Systemair’s distinctive approach is rooted in sustainability, considering the holistic impact of their solutions. With ESD (Enterprise and Supplier Development) contracts in place and a strong focus on sustainable practices, the company aims to run its factories on green energy, utilising solar panels and sea water heat pumps. It similarly works closely with suppliers to reduce their carbon footprint, establishing themselves as sustainable partners. These values align with global companies’ expectations, making the HVAC company an appealing choice for data centre operators who prioritise sustainability.

“While price remains a significant consideration for many, the importance of sustainability is growing in the data centre industry. Operators, especially those associated with global companies, prioritise sustainability due to regulatory requirements and investor expectations in their home countries. When seeking investments for data centre construction, investment firms closely examine the ESD contracts and the impact on the environment. Therefore, any HVAC company’s commitment to sustainability becomes a vital aspect in securing funding and partnerships,” says Johansson.

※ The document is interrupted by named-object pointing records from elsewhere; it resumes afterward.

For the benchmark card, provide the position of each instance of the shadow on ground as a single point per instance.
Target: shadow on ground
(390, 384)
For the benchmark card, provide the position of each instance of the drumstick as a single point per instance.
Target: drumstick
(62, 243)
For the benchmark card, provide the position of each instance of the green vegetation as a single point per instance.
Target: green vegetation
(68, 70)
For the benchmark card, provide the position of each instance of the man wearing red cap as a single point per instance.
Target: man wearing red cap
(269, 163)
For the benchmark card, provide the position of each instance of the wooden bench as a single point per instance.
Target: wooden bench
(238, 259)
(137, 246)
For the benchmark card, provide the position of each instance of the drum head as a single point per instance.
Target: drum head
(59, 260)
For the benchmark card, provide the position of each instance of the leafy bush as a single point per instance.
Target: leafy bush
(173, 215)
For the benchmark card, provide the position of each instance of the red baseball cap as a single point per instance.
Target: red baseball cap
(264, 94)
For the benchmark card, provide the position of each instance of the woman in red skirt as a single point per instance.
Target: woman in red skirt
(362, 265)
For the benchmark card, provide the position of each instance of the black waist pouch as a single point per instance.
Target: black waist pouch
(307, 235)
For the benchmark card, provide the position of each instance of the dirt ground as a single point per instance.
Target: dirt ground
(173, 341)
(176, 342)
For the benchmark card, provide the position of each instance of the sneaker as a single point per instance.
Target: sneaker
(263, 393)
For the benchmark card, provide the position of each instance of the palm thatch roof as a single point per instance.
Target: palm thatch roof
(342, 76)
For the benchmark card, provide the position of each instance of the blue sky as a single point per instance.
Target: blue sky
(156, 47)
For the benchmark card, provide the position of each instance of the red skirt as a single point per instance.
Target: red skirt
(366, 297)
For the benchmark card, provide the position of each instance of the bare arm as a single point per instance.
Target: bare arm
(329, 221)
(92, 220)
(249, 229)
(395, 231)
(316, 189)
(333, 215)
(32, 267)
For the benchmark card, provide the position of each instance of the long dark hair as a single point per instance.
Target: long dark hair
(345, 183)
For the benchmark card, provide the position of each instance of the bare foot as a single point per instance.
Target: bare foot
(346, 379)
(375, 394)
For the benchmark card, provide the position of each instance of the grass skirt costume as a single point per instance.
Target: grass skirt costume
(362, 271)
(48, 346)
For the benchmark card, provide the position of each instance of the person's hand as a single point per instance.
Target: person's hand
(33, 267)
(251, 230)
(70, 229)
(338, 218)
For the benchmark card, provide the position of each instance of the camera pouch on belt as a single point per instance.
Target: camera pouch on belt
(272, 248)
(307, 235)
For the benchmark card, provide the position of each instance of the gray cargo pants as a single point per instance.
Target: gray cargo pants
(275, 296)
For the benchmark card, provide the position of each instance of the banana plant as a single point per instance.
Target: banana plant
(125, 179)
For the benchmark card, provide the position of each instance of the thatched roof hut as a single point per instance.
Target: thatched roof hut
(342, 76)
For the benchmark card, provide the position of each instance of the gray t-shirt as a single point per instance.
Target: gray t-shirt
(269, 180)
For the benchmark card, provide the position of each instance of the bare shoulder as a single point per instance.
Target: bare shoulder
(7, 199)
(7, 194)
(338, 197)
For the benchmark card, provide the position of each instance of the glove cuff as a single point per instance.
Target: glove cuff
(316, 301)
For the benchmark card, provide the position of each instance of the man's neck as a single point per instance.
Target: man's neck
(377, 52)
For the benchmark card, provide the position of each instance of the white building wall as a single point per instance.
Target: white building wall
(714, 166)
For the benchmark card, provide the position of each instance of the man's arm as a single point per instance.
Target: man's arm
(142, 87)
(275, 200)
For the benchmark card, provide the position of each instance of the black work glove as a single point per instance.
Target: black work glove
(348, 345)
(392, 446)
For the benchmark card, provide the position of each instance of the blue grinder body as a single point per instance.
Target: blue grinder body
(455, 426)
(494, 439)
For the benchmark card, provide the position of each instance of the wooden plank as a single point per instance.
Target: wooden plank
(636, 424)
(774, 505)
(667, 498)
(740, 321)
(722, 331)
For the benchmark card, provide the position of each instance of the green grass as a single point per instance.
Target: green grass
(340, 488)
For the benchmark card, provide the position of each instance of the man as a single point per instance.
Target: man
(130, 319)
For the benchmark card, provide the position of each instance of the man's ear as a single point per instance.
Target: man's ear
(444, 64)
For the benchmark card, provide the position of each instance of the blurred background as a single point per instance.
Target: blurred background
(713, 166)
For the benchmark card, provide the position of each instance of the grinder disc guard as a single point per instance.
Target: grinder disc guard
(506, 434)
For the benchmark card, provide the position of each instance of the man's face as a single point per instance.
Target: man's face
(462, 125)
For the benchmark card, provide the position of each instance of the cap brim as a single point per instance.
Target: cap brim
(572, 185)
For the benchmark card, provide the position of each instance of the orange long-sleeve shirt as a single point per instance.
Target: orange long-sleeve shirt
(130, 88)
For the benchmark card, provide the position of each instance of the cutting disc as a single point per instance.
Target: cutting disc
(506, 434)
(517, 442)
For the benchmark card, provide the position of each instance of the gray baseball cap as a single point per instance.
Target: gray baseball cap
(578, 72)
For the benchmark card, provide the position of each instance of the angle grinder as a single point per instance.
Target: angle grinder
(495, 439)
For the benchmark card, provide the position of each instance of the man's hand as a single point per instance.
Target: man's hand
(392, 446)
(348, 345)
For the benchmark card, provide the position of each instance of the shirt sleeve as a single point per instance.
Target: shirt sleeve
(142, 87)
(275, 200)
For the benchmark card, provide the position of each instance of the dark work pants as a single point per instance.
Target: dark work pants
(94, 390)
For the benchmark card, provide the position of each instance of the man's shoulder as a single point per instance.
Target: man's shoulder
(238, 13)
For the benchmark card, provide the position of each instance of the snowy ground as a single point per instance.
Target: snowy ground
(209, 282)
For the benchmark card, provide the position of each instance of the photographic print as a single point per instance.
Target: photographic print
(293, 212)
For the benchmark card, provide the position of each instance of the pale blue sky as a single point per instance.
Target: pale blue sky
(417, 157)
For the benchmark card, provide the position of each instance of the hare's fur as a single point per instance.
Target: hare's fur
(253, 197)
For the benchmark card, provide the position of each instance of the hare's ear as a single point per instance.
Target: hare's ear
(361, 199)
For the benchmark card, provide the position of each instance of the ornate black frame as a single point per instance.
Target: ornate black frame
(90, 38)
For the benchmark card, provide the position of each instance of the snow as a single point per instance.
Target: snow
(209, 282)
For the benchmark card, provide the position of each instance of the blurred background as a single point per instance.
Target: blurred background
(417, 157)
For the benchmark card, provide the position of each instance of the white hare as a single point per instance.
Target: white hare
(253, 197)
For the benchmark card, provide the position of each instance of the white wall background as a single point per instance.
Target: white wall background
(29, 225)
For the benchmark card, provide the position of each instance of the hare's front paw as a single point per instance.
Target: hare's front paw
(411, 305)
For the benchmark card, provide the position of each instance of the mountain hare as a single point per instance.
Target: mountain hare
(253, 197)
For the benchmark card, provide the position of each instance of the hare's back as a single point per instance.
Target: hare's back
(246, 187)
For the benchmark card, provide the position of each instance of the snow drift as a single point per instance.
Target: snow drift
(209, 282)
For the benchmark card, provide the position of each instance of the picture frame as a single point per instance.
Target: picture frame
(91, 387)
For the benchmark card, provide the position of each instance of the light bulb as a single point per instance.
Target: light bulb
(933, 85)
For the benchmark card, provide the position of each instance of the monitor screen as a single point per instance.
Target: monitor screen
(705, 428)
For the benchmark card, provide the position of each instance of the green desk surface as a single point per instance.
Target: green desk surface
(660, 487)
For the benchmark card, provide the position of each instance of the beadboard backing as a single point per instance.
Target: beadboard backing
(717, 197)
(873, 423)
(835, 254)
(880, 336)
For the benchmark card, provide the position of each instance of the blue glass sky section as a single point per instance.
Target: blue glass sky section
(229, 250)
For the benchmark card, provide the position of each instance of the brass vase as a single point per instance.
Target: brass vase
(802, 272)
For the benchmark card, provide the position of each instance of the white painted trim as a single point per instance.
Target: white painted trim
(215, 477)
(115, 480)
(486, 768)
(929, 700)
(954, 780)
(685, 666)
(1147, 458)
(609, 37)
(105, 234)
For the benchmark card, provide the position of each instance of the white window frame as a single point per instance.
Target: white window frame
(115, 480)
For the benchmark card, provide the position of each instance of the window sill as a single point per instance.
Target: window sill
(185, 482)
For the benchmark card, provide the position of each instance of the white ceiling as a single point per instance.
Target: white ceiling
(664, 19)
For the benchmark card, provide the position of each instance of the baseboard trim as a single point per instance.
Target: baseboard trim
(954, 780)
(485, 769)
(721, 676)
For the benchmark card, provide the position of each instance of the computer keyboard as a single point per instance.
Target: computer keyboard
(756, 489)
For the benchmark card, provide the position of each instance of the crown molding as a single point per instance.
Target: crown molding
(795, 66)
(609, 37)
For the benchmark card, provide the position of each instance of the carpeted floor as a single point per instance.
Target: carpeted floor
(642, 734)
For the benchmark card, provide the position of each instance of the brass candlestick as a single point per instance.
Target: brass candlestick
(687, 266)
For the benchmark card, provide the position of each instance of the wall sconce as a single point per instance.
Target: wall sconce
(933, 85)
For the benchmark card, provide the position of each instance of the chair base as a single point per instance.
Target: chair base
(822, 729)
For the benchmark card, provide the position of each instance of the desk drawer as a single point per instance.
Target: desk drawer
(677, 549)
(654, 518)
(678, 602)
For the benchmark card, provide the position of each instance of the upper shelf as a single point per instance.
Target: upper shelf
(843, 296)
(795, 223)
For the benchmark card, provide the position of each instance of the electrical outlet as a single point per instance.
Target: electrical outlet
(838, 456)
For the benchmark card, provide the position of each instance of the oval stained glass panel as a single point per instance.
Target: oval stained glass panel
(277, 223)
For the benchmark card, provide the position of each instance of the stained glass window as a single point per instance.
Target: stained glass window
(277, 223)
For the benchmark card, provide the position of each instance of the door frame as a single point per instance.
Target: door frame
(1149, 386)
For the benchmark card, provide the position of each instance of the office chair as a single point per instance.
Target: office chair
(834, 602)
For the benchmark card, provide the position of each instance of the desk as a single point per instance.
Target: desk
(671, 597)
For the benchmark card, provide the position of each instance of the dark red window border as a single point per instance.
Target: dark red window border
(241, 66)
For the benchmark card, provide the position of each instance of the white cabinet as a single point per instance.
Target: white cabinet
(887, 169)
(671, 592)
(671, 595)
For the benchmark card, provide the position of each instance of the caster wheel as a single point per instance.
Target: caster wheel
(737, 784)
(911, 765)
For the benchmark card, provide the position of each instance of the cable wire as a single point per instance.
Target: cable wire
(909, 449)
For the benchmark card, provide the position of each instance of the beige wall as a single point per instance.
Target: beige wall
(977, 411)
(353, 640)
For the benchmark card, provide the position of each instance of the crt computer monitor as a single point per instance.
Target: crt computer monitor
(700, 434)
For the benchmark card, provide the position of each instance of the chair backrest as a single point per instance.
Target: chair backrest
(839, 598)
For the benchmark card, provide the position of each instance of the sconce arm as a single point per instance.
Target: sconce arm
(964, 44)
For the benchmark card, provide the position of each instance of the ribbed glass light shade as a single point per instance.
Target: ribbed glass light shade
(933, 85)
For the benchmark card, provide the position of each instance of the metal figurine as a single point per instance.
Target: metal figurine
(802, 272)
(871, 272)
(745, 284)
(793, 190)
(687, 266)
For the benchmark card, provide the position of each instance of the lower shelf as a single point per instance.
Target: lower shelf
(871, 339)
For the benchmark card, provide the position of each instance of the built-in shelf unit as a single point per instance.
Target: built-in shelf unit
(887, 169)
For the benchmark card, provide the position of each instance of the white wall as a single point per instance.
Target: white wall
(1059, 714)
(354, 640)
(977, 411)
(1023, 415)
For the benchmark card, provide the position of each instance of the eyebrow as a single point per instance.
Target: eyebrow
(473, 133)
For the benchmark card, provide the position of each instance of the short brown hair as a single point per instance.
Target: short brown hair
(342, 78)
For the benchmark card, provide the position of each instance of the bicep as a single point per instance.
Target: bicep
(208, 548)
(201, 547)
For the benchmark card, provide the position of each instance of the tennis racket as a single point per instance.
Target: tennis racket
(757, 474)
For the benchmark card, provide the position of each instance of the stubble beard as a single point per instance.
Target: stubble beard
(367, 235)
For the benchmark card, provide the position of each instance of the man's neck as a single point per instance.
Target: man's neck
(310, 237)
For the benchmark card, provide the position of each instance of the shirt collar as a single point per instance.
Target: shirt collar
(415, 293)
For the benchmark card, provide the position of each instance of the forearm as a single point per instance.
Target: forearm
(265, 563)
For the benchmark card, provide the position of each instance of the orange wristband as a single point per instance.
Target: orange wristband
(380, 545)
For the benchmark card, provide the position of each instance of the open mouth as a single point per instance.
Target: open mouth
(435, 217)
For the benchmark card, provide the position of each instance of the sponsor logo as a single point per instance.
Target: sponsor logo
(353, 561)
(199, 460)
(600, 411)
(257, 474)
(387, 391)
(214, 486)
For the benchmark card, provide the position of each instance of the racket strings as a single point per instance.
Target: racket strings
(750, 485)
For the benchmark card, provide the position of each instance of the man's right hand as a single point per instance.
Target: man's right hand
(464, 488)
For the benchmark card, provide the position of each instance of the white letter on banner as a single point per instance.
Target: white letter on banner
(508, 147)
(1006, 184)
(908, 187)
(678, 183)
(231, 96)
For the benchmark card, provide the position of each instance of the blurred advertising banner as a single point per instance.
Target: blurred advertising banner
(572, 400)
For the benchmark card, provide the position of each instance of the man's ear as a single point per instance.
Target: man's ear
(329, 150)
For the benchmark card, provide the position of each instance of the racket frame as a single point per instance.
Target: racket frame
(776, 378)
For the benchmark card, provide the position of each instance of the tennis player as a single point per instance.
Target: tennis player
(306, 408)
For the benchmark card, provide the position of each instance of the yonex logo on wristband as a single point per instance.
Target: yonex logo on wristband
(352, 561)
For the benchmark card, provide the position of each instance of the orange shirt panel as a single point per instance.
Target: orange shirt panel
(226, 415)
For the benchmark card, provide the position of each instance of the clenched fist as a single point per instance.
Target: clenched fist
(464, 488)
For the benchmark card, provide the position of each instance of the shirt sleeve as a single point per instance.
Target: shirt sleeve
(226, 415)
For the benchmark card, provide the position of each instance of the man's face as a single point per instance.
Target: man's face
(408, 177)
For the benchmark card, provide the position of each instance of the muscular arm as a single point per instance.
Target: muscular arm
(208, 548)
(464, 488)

“Africa presents promising opportunities for the data centre market, with significant growth expected across the continent. The region’s demographics, characterised by a young and tech-savvy population, combined with the rapid adoption of mobile devices, predicate a surge in African data centre demand. Moreover, the establishment of subsea cables connecting Africa with Europe, the Middle East, and the US paves the way for increased connectivity. To leverage these opportunities, reliable power infrastructure is crucial. Africa’s abundant solar resources offer a viable solution for powering data centres, creating a favourable environment for growth,” he adds.

Johansson says Systemair is at the forefront of delivering efficient and sustainable cooling solutions with its focus on reducing pressure drop, adapting to liquid cooling technologies, and embracing sustainability – all of which resonate with data centre operators who prioritise environmental responsibility. By combining technological advancements with a commitment to sustainability, the company aims to play a vital role in shaping the future of data centres in Africa.